Set the schedule and destination for backup

You set the schedule and destination for backups in your overrides.yaml file.

  1. Add the following parameters to your overrides.yaml file:

    Parameters

    cassandra:
      backup:
        enabled: true
        keyFile: "PATH_TO_PRIVATE_KEY_FILE"
        server: "BACKUP_SERVER_IP"
        storageDirectory: "/home/apigee/BACKUP_DIRECTORY"
        cloudProvider: "HYBRID" # required verbatim "HYBRID" (all caps)
        schedule: "SCHEDULE"

    Example

    cassandra:
      backup:
        enabled: true
        keyFile: "private.key" # path relative to apigee-datastore path
        server: "34.56.78.90"
        storageDirectory: "/home/apigee/cassbackup"
        cloudProvider: "HYBRID"
        schedule: "0 2 * * *"

    Where:

    Property Description
    backup:enabled Backup is disabled by default. You must set this property to true.
    backup:keyFile

    PATH_TO_PRIVATE_KEY_FILE

    The path on your local file system to the SSH private key file (named ssh_key in the step where you created the SSH key pair). This path must be relative to the apigee-datastore chart directory.

    backup:server

    BACKUP_SERVER_IP

    The IP address of your backup server.

    backup:storageDirectory

    BACKUP_DIRECTORY

    The name of the backup directory on your backup server. This must be a directory within home/apigee (the backup directory is named cassandra_backup in the step where you created the backup directory).

    backup:cloudProvider

    GCP/HYBRID

    For a Cloud Storage backup, set the property to GCP. For example, cloudProvider: "GCP".

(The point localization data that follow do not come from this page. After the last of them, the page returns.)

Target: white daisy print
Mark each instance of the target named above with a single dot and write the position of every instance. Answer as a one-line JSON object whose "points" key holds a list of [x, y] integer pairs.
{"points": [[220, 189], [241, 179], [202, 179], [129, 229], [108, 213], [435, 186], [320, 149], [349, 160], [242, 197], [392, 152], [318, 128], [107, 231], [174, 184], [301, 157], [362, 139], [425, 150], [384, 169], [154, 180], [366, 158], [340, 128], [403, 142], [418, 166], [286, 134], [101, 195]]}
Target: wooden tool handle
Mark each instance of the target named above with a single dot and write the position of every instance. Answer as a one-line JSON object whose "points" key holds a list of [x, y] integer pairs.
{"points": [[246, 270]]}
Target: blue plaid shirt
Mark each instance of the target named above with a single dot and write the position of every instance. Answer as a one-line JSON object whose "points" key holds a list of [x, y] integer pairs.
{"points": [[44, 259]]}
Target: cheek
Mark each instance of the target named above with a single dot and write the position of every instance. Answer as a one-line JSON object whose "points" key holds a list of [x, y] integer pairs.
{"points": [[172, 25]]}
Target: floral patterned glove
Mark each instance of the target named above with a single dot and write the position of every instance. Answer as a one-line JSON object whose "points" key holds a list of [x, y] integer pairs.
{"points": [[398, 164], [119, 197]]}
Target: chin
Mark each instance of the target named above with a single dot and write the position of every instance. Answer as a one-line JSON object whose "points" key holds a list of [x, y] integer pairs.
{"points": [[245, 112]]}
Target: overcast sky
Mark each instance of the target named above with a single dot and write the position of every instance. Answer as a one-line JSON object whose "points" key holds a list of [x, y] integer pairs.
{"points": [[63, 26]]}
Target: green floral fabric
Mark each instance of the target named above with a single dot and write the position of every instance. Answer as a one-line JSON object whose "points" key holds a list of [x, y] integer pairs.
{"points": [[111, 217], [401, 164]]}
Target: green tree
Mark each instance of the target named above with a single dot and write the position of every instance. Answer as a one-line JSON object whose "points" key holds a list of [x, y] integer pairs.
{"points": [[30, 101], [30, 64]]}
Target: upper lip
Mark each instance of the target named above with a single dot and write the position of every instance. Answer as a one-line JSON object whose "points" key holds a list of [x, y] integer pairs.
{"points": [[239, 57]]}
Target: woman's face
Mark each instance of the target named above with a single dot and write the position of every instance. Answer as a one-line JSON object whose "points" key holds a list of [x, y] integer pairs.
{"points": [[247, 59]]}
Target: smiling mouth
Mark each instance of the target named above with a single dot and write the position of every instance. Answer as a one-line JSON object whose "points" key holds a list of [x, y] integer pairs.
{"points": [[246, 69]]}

    For a remote server backup, set the property to HYBRID. For example, cloudProvider: "HYBRID".

    backup:schedule

    SCHEDULE

    The time when the backup starts, specified in standard crontab syntax. Times are in the local time zone of the Kubernetes cluster. Default: 0 2 * * *

  2. Apply the backup configuration to the storage scope of your cluster:
    helm upgrade datastore apigee-datastore/ \
      --namespace apigee \
      --atomic \
      -f OVERRIDES_FILE.yaml
    

    Where OVERRIDES_FILE is the path to the overrides file you just edited.

  3. Verify the backup job. For example:
    kubectl get cronjob -n apigee
    NAME                      SCHEDULE     SUSPEND   ACTIVE   LAST SCHEDULE   AGE
    apigee-cassandra-backup   33 * * * *   False     0        <none>          94s

Troubleshooting

  1. Test the connection from a Cassandra pod. You need to make sure that your Cassandra pods can connect to your backup server using SSH:
    1. Log into the shell of your Cassandra pod. For example:
      kubectl exec -it -n apigee APIGEE_CASSANDRA_DEFAULT_0 -- /bin/bash

      Where APIGEE_CASSANDRA_DEFAULT_0 is the name of a Cassandra pod. Change this to the name of the pod you want to connect from.

    2. Connect by SSH to your backup server, using the private SSH key mounted the Cassandra pod and server IP address:
      ssh -i /var/secrets/keys/key apigee@BACKUP_SERVER_IP
  2. If you have problems accessing your remote server from the Cassandra pod, please check your ssh configuration on the remote server again and also make sure that upgrading the datastore was successful.
  3. You can check if Cassandra uses the correct private key by running the following command while you are logged in to your Cassandra pod, and compare the output with the private key you created:
    cat /var/secrets/keys/key